23. That he might also make known the riches of his glory, etc. I doubt not but the two particles καὶ ἵνα, is an instance of a construction, where the first word is put last; (ὕστερον πρότερον) and that this clause may better unite with the former, I have rendered it, That he might also make known, etc. (Ut notas quoque faceret, etc.) It is the second reason which manifests the glory of God in the destruction of the reprobate, because the greatness of divine mercy towards the elect is hereby more clearly made known; for how do they differ from them except that they are delivered by the Lord from the same gulf of destruction? and this by no merit of their own, but through his gratuitous kindness. It cannot then be but that the infinite mercy of God towards the elect must appear increasingly worthy of praise, when we see how miserable are all they who escape not his wrath.

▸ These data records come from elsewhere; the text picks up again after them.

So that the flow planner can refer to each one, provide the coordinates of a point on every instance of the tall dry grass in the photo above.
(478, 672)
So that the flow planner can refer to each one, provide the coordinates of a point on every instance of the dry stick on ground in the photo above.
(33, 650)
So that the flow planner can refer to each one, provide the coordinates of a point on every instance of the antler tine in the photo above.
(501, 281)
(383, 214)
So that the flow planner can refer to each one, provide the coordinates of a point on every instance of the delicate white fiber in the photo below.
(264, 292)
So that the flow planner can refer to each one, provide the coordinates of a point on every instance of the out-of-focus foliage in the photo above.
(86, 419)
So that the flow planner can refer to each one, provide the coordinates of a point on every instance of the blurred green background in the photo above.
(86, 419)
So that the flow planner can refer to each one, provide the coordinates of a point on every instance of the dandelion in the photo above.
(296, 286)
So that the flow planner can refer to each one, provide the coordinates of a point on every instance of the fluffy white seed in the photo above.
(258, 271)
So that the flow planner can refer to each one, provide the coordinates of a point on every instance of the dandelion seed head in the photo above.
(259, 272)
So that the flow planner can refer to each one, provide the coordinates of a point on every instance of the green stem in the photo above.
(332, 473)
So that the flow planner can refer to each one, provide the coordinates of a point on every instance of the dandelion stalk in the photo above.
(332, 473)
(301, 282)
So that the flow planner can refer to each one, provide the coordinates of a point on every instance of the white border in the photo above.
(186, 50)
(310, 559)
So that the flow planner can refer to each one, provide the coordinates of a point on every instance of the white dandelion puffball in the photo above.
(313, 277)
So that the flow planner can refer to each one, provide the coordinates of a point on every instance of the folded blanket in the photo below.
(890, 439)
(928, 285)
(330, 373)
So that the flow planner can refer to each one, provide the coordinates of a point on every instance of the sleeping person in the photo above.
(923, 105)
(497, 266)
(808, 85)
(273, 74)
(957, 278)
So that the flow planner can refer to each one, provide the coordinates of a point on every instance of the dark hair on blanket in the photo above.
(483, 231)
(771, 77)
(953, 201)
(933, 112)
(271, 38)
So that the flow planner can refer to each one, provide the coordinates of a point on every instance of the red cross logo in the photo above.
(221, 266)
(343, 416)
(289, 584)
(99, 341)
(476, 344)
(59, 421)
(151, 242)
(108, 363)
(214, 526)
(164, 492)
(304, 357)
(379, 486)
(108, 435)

The word glory, which is here twice mentioned, I consider to have been used for God’s mercy, a metonymy of effect for the cause; for his chief praise or glory is in acts of kindness. So in Ephesians 1:13, after having taught us, that we have been adopted to the praise of the glory of his grace, he adds, that we are sealed by the Spirit of promise unto the praise of his glory, the word grace being left out. He wished then to show, that the elect are instruments or vessels through whom God exercises his mercy, that through them he may glorify his name.

Though in the second clause he asserts more expressly that it is God who prepares the elect for glory, as he had simply said before that the reprobate are vessels prepared for destruction; there is yet no doubt but that the preparation of both is connected with the secret counsel of God. Paul might have otherwise said, that the reprobate give up or cast themselves into destruction; but he intimates here, that before they are born they are destined to their lot.